Preparations for direct securing are identical to those for friction securing. Again, rectangular cross-section dunnage is covered with anti-slip material, which should preferably be glued. The bundles of pipes are loaded as a tight fit against each other, and are secured to the sides with two loop lashings from each side. jThese four loop lashings provide a sufficient minimum securing force to secure the load to the rear by means of friction. Securing the load to the front requires considerably more effort. Because there is a risk that the bundles of pipes will slip internally, each layer of bundles must be "covered" by 3 or even 4 pieces of squared lumber. These pieces of squared lumber allow loop lashings to be placed appropriately. Depending on the lengths of the packages, it is possible to make sure that each layer is loaded slightly further back (approx. 10 cm) to ensure that the stacked squared lumber finds purchase.
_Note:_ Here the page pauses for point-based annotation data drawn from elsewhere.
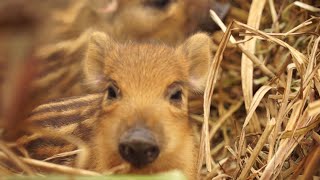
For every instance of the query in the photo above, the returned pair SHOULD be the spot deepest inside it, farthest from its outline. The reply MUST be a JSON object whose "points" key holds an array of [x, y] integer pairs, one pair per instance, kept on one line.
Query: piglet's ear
{"points": [[99, 44], [197, 50]]}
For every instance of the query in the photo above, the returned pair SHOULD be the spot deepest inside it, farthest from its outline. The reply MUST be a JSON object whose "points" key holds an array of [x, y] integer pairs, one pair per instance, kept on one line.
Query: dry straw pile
{"points": [[275, 134], [261, 105]]}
If insufficient squared lumber is available to cover the end faces of the bundles of pipes, it would also be possible to secure the loads using pallets through which two pieces of squared lumber had been passed. Two loop lashings could be used to secure three pallets placed vertically next to each other and through which two pieces of squared lumber had been passed across the entire width of the vehicle. This would cover two layers of pipe bundles. The same procedure is then used in the next layers. If it is also possible to load the bundles behind each other, this reduces and simplifies the work involved.



Your load securing columnists as always wish you a safe journey!